Das gilt insbesondere für Karajans vermeintlich rätselhaft frühen Eintritt in die NSDAP, den der Autor als reinen Opportunismus entlarvt, jedoch mit einer fast schon witzigen Begründung: nicht um die ohnehin schon florierende Karriere zu fördern sondern – um seine Ruhe vor den Nazis zu haben. Sehr glaubhaft beschreibt der Kenner die Hingabe des Maestro an sein Werk, für das er notfalls auch mit dem Teufel paktiert hätte. Und der kleine drahtige Besessene mit dem Feldherrenblick, der Löwenmähne und den eleganten Bewegungen wird noch einmal höchst lebendig in der gekonnten Beschreibung.

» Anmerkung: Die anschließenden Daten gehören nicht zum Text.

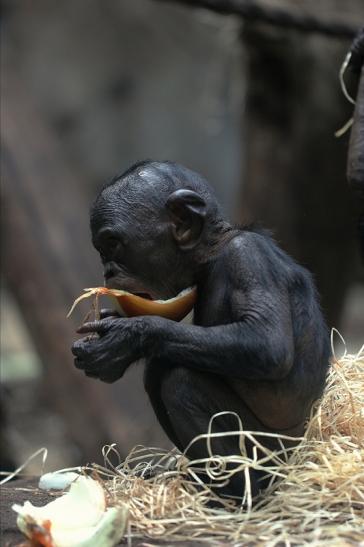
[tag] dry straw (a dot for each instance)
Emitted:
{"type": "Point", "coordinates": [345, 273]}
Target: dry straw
{"type": "Point", "coordinates": [316, 496]}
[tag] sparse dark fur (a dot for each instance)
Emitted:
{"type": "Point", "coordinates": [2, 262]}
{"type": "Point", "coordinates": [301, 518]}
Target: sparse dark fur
{"type": "Point", "coordinates": [259, 345]}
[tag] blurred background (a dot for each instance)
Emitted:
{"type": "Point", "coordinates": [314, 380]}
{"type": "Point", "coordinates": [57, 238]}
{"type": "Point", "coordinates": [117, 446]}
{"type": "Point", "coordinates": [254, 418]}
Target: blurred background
{"type": "Point", "coordinates": [246, 93]}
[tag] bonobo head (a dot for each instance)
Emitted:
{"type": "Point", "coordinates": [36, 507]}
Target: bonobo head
{"type": "Point", "coordinates": [155, 226]}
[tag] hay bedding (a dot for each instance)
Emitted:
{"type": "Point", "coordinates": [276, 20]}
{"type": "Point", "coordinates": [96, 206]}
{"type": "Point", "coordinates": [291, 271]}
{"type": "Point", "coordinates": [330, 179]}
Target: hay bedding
{"type": "Point", "coordinates": [316, 496]}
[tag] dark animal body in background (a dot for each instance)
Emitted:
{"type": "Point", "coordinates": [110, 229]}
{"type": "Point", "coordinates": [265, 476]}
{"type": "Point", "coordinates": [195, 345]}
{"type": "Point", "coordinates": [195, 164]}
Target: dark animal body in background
{"type": "Point", "coordinates": [259, 345]}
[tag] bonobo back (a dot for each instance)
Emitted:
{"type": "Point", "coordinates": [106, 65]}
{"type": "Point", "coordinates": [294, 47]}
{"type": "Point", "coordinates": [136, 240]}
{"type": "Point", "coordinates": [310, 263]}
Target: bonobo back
{"type": "Point", "coordinates": [259, 346]}
{"type": "Point", "coordinates": [253, 263]}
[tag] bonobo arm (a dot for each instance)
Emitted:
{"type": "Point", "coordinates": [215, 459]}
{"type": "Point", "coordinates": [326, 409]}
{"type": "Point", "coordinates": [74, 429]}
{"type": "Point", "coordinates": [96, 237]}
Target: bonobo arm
{"type": "Point", "coordinates": [258, 345]}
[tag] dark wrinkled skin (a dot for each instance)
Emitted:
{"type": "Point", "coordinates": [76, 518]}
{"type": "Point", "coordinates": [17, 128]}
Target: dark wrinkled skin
{"type": "Point", "coordinates": [259, 345]}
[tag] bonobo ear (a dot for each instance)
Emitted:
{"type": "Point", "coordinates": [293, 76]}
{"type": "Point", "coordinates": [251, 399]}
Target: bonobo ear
{"type": "Point", "coordinates": [187, 210]}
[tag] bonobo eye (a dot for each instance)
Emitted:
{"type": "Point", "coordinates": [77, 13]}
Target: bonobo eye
{"type": "Point", "coordinates": [108, 244]}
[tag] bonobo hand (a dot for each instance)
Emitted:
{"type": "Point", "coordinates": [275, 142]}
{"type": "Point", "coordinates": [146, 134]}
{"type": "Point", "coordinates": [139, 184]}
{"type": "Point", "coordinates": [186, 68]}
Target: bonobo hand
{"type": "Point", "coordinates": [119, 343]}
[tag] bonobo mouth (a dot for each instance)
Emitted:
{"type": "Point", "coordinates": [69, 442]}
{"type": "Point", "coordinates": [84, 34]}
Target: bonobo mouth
{"type": "Point", "coordinates": [129, 285]}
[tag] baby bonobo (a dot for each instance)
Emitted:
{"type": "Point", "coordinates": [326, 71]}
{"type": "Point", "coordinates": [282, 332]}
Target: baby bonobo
{"type": "Point", "coordinates": [258, 345]}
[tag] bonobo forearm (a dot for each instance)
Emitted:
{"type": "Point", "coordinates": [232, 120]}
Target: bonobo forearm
{"type": "Point", "coordinates": [235, 350]}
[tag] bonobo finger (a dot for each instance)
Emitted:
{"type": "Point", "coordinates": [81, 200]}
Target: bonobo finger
{"type": "Point", "coordinates": [79, 348]}
{"type": "Point", "coordinates": [101, 327]}
{"type": "Point", "coordinates": [92, 374]}
{"type": "Point", "coordinates": [79, 363]}
{"type": "Point", "coordinates": [107, 312]}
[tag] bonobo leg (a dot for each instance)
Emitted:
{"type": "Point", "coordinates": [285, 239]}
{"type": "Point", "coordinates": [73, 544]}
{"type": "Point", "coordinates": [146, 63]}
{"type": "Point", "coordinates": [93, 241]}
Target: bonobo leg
{"type": "Point", "coordinates": [184, 401]}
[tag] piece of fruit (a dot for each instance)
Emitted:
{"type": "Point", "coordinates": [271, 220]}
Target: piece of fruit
{"type": "Point", "coordinates": [132, 305]}
{"type": "Point", "coordinates": [79, 518]}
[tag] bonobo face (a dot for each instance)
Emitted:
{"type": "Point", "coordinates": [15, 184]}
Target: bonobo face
{"type": "Point", "coordinates": [147, 233]}
{"type": "Point", "coordinates": [139, 256]}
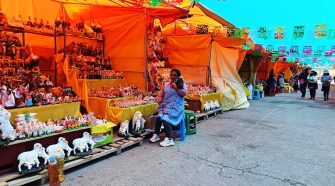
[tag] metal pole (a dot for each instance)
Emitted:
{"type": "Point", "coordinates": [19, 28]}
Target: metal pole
{"type": "Point", "coordinates": [209, 76]}
{"type": "Point", "coordinates": [146, 56]}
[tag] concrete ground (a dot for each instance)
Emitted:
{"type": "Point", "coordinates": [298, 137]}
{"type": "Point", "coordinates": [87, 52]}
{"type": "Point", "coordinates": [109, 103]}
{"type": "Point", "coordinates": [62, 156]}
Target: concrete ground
{"type": "Point", "coordinates": [280, 140]}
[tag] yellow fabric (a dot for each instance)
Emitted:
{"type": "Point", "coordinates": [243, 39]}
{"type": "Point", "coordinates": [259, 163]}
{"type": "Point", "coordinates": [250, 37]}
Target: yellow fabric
{"type": "Point", "coordinates": [103, 128]}
{"type": "Point", "coordinates": [225, 77]}
{"type": "Point", "coordinates": [205, 97]}
{"type": "Point", "coordinates": [190, 50]}
{"type": "Point", "coordinates": [46, 112]}
{"type": "Point", "coordinates": [101, 108]}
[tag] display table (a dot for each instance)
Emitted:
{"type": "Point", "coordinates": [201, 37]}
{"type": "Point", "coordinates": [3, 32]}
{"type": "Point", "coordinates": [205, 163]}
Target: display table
{"type": "Point", "coordinates": [46, 112]}
{"type": "Point", "coordinates": [101, 108]}
{"type": "Point", "coordinates": [202, 98]}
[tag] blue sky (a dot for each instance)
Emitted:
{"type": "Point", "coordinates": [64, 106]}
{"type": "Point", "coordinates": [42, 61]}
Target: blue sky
{"type": "Point", "coordinates": [287, 13]}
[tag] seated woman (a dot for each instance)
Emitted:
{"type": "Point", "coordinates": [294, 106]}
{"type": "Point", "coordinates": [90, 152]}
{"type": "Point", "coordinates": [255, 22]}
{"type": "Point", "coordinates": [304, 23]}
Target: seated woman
{"type": "Point", "coordinates": [270, 83]}
{"type": "Point", "coordinates": [171, 108]}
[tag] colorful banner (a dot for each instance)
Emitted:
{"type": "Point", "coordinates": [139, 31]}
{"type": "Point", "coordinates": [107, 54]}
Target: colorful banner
{"type": "Point", "coordinates": [298, 32]}
{"type": "Point", "coordinates": [320, 51]}
{"type": "Point", "coordinates": [279, 32]}
{"type": "Point", "coordinates": [307, 51]}
{"type": "Point", "coordinates": [294, 51]}
{"type": "Point", "coordinates": [258, 47]}
{"type": "Point", "coordinates": [320, 31]}
{"type": "Point", "coordinates": [238, 33]}
{"type": "Point", "coordinates": [270, 48]}
{"type": "Point", "coordinates": [230, 31]}
{"type": "Point", "coordinates": [246, 32]}
{"type": "Point", "coordinates": [331, 33]}
{"type": "Point", "coordinates": [262, 33]}
{"type": "Point", "coordinates": [282, 49]}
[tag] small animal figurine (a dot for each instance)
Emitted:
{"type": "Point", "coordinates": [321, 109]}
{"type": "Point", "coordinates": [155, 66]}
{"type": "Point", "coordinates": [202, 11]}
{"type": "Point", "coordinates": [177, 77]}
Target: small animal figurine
{"type": "Point", "coordinates": [6, 127]}
{"type": "Point", "coordinates": [212, 105]}
{"type": "Point", "coordinates": [58, 149]}
{"type": "Point", "coordinates": [30, 158]}
{"type": "Point", "coordinates": [136, 122]}
{"type": "Point", "coordinates": [82, 144]}
{"type": "Point", "coordinates": [124, 128]}
{"type": "Point", "coordinates": [207, 106]}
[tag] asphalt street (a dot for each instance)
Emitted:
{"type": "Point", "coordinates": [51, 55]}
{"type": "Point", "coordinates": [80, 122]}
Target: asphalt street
{"type": "Point", "coordinates": [281, 140]}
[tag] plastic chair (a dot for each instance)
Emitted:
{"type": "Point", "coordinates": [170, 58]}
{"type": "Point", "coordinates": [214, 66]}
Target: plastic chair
{"type": "Point", "coordinates": [256, 94]}
{"type": "Point", "coordinates": [182, 130]}
{"type": "Point", "coordinates": [273, 92]}
{"type": "Point", "coordinates": [190, 116]}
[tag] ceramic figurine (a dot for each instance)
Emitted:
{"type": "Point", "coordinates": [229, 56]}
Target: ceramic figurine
{"type": "Point", "coordinates": [30, 158]}
{"type": "Point", "coordinates": [6, 127]}
{"type": "Point", "coordinates": [82, 144]}
{"type": "Point", "coordinates": [58, 149]}
{"type": "Point", "coordinates": [124, 129]}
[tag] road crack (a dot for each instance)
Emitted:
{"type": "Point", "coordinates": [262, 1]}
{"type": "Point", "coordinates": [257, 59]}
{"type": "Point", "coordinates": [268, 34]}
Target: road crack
{"type": "Point", "coordinates": [243, 171]}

Mit Herrschertalent, extrem feinem Gehör und vollendeter Souveränität formte Karajan aus „seinen" Berliner Philharmoniker wie auch aus deren Wiener Pendants Orchester von Weltklasse. Wenn der ungeduldige Meister dann unzählige Proben forderte, beruhte dies auf seiner Auffassung, dass wahre Sternstunden künstlerischer Leistungen außer auf Talent eben auch auf harter Arbeit beruhen. Zum größten von vielen Höhepunkten gehörte wohl 1967 seine triumphale Einführung der Salzburger Osterfestspiele, die Finkenzeller ebenso ausführlich wie fesselnd beschreibt. Doch Karajan war ja auch ein Genie, das mit schnellen Autos, Yacht und Pilotenschein zum Jet-Set zählte, hier wird jedoch aufgedeckt, dass der Frauenschwarm in Wirklichkeit ein Partymuffel war.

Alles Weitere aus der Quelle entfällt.